Tempting those recipients to forward it on….

I received an email today that I was very impressed with.  It was from ONETrueSaxon, and impressed me for a couple of reasons.

Firstly, I love the wording that they have used.  ONETrueSaxon are clearly a company that know its target audience and can in turn extend their branding across in a much more personal manner to its recipients.

But much more impressive is the use of data collection in this email and its potential viralability.  You get a free little ONETrueSaxon dog by enrolling 5 of your mates onto the mailing list.  Now, I’m not sure whether they thought about this or it was just a positive consequence of their attempt at validating the addresses, but by asking for the full mailing address for each friend, it turns the email into something with viral potential.

Unless you have a fantastic memory, there’s a good chance the only full postal address you know is your own.  So in order to get these addresses, you have to ask your friends for them.  This of course will lead to the inevitable response from them of “why?”

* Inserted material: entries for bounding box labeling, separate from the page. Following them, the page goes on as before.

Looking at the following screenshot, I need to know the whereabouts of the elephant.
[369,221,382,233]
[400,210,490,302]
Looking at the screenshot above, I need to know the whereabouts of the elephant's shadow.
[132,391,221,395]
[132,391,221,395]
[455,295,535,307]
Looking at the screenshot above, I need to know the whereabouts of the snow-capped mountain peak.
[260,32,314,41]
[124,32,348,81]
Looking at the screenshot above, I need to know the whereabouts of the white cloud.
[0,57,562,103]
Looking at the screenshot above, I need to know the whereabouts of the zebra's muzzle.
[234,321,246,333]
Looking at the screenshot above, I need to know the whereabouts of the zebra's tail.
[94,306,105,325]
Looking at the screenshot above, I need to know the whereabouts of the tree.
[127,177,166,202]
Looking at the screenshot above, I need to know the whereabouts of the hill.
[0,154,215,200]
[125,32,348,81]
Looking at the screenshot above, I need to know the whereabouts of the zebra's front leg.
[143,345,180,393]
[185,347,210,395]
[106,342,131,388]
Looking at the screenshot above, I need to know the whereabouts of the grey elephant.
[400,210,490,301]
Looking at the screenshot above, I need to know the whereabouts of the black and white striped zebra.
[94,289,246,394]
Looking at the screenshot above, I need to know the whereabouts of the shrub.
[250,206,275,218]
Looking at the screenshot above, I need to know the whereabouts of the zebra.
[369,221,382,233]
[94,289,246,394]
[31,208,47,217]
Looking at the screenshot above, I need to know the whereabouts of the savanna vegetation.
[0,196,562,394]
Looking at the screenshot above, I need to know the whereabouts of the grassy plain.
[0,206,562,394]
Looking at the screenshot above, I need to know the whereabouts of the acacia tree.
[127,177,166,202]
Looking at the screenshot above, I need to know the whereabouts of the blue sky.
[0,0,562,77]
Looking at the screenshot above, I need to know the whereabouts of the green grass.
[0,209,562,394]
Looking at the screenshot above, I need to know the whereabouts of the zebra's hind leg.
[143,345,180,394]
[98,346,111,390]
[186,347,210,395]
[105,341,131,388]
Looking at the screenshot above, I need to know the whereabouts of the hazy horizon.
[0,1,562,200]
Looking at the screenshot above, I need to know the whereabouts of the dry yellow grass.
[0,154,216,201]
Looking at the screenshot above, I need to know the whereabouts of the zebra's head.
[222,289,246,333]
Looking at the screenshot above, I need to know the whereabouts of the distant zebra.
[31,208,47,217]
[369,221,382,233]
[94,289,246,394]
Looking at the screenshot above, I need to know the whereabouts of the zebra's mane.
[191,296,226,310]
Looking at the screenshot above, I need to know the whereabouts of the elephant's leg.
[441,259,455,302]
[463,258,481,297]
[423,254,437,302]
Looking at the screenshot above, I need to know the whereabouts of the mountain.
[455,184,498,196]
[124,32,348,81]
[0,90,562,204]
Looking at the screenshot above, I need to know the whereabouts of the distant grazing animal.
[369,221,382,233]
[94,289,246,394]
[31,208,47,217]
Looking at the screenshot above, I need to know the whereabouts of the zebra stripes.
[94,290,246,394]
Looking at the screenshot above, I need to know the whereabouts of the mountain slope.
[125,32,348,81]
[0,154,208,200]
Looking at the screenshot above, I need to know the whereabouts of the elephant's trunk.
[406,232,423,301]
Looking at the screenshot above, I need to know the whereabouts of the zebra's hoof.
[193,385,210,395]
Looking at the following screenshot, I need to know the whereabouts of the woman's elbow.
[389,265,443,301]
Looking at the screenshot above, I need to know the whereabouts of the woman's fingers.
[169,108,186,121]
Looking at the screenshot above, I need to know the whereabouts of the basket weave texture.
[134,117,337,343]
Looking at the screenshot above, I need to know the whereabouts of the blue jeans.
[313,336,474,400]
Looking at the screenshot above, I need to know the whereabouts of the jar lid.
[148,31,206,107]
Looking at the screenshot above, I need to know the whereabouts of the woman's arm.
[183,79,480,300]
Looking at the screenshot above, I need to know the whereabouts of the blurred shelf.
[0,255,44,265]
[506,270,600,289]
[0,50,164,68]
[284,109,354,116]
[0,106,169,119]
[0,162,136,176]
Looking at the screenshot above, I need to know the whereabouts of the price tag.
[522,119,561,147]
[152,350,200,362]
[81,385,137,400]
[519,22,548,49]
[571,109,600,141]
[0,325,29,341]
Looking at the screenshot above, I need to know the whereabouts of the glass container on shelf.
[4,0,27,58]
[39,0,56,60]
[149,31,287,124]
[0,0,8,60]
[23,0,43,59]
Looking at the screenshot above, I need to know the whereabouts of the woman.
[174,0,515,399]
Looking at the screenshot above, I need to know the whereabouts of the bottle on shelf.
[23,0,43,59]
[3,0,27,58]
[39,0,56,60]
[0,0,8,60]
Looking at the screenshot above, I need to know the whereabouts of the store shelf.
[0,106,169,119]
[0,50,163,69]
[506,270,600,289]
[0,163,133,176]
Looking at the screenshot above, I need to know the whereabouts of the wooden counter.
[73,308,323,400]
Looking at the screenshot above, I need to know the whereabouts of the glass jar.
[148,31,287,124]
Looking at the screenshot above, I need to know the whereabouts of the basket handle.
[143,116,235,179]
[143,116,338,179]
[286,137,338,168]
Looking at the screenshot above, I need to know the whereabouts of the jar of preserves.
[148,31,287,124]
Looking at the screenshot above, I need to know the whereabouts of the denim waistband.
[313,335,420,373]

The email is then forwarded on to these people so that they can see why you want their address.  Lower down in the email it says:

“You must be a registered user of ONETrueSaxon.com to take part in this offer. Subject to availability while stocks last. Offer ends 30th November”

This leaves it open for your friend to then subscribe as well and pass on the chain.

Now I know a lot of you won’t find the prospect of a free model dog a great incentive, but the actual idea behind it is a great example of how to turn an email into something with great viral potential.

Despite the lacklustre design, I take my hat off to you ONETrueSaxon.